Supporters are more willing to go on the record. The Liberal National party senator Matt Canavan, a friend of Antic, says his South Australian colleague is a “refreshing” figure in Canberra.

“It’s very important that we have people in our party room that are willing to tell it how it is without fear or favour,” he says.

‘They’ll end up eating their own’

Antic’s rise in South Australian politics has coincided with a number of state MPs exiting the party and moderate and traditional conservatives deciding against renewing their membership.

One former state MP describes the state party now as a “hard right, religious political vehicle” that is Liberal only in name. Another former MP questions whether the state division has become a “shadow party within a party”.

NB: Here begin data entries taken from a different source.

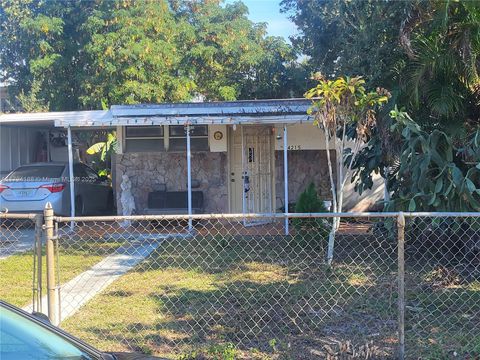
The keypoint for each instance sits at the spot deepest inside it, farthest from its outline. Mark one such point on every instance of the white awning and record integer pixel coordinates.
(278, 111)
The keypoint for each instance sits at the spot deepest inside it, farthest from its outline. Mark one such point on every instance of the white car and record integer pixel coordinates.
(29, 187)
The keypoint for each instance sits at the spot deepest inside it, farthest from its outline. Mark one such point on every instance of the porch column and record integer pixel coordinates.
(285, 174)
(71, 175)
(189, 179)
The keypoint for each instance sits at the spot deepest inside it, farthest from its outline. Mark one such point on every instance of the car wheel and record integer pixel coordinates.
(79, 208)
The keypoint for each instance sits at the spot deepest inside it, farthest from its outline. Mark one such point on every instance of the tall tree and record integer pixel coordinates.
(90, 54)
(134, 54)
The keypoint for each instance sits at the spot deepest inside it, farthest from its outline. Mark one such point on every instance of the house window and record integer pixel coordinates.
(144, 139)
(178, 138)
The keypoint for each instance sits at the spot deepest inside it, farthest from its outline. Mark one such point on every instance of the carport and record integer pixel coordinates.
(19, 149)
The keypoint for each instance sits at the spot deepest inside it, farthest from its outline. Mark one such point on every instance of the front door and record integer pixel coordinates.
(251, 169)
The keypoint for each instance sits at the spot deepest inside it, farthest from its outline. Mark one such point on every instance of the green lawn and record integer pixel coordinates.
(16, 271)
(267, 296)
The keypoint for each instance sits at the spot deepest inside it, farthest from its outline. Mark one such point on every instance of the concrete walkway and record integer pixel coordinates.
(78, 291)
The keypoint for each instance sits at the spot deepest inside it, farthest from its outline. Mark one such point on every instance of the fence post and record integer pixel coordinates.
(401, 285)
(38, 250)
(50, 245)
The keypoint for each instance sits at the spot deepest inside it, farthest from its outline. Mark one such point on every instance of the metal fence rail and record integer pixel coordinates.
(171, 289)
(400, 285)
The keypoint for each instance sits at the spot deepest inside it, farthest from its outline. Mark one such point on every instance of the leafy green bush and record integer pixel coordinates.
(309, 229)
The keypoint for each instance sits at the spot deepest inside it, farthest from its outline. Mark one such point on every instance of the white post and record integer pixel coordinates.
(71, 177)
(244, 174)
(285, 174)
(189, 179)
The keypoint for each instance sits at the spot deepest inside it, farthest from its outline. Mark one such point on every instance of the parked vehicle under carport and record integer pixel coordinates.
(28, 188)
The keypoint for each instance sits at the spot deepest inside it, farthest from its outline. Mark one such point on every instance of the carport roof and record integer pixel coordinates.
(222, 112)
(50, 119)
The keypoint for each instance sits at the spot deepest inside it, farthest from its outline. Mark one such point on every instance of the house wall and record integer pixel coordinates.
(17, 147)
(304, 166)
(147, 171)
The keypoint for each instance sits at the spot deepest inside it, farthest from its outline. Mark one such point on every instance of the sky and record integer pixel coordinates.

The impact of this shift hasn’t gone unnoticed among the highest levels of the Liberal party; the former opposition leader Peter Dutton and John Howard had both received appeals to intervene in the state party, according to a source with knowledge of the interactions.

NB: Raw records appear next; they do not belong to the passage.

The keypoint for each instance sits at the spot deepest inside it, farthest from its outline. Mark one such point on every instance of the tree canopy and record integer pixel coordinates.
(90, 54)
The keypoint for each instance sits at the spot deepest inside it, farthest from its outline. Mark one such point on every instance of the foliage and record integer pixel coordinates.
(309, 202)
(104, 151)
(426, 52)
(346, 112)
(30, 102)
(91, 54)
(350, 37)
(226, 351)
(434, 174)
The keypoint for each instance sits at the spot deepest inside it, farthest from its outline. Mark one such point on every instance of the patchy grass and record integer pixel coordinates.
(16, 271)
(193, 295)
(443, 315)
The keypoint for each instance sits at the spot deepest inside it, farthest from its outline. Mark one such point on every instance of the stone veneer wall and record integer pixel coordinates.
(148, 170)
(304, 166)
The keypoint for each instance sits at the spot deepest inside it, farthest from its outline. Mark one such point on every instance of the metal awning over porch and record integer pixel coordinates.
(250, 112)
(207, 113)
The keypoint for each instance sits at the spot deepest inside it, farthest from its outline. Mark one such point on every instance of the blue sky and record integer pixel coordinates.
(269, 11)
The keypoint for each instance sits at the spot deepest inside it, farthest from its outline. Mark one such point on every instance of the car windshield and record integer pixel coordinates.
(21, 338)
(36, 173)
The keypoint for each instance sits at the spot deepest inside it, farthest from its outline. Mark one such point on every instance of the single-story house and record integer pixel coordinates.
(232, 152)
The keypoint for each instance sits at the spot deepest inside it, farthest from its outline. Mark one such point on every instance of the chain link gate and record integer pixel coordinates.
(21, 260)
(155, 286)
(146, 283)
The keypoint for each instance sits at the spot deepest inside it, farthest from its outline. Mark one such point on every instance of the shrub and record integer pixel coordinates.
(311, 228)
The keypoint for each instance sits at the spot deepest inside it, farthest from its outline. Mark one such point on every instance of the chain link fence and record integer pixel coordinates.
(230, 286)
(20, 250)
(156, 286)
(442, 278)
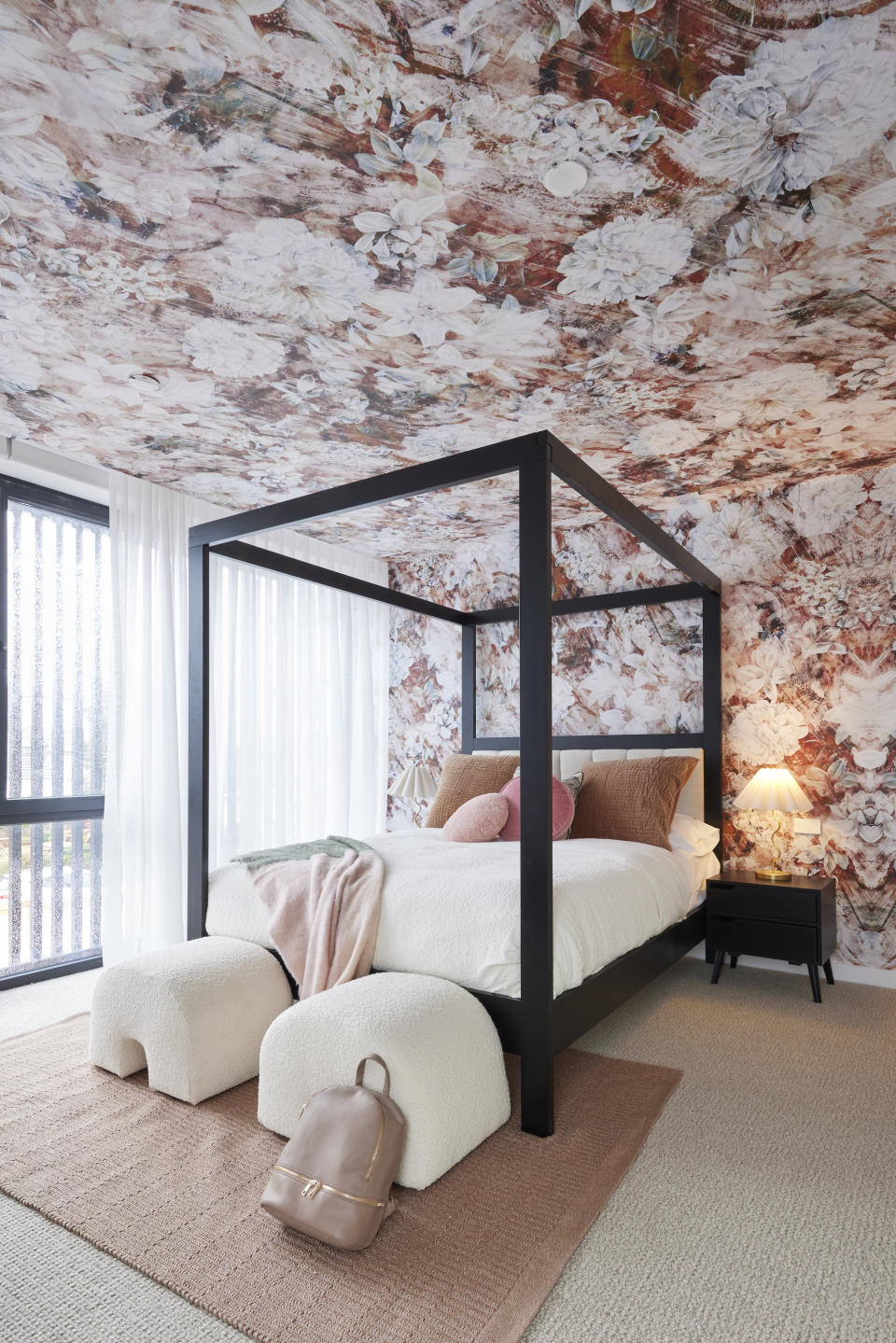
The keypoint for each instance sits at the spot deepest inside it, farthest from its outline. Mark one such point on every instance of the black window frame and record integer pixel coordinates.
(27, 811)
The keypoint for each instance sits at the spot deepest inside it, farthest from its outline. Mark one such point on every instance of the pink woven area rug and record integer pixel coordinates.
(174, 1190)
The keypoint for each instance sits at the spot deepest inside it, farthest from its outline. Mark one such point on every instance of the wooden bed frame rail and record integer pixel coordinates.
(535, 1025)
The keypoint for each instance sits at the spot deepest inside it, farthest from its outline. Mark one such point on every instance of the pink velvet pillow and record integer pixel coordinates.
(477, 820)
(563, 808)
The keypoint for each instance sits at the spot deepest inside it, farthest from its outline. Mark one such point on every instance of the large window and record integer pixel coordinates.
(54, 598)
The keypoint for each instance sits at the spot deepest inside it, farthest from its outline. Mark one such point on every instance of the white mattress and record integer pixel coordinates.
(453, 909)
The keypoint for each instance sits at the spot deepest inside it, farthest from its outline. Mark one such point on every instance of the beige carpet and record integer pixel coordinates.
(174, 1192)
(762, 1209)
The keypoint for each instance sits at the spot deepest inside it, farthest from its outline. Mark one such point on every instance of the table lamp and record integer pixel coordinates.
(414, 782)
(773, 789)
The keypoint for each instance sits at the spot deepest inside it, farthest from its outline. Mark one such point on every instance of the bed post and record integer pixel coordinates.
(536, 877)
(468, 687)
(198, 743)
(712, 706)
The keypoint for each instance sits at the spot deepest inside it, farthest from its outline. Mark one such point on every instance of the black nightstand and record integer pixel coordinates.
(794, 921)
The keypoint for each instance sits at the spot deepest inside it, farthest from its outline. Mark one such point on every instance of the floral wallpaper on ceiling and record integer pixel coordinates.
(809, 638)
(250, 251)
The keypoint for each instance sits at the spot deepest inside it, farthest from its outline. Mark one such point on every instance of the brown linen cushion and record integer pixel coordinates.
(630, 799)
(469, 776)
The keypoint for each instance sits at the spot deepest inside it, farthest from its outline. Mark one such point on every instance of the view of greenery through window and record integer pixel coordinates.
(54, 608)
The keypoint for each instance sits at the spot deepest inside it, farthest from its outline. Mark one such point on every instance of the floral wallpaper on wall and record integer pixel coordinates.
(250, 251)
(253, 250)
(809, 638)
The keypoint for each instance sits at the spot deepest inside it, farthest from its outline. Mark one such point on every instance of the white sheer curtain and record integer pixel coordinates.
(300, 703)
(300, 685)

While many of the senior state Liberals and branch members Guardian Australia spoke to agree Antic’s faction has successfully taken over, others remain optimistic it is only a blip.

One moderate Liberal figure says the cracks in Antic’s kingdom are already forming over Legislative Council preselections.

Antic and Pasin have “mouths to feed”, they say, referencing their alleged support for bids by Crawford-Marshall and state vice-president Thea Hennessey over longtime ally and serving MLC Heidi Girolamo.

“They’re just going to end up eating their own, which is why it’s going to come crashing and burning to the ground,” they say.

Antic’s influence might be wide-reaching across the state but it has struggled to convert into federal success.

All of the Antic-backed lower house candidates in the May federal election failed while a moderate candidate, Tom Venning in Grey, was the Liberal party’s only success story in South Australia.

One Liberal member in Venning’s campaign says there is a concerted push by moderates and traditional conservatives to sign up younger members and take the party back.

“We’re working on it,” they say.

“We really have to get back to being a Liberal party, not a pseudo Family First party or an anti-vaccines party. You know, that’s not us.”

Another state Liberal member says the efforts are on display in a recent AGM in Sturt – a moderate stronghold for the party. More than 300 local members showed, and the moderate faction was successful in gaining officeholder positions.

“They want their party back.”

A former state MP says the consequences of the Liberals failing to claw back from the electoral wilderness are devastating.

“There comes a point where it becomes harder and harder to come back. And I think that’s what’s happening in South Australia.”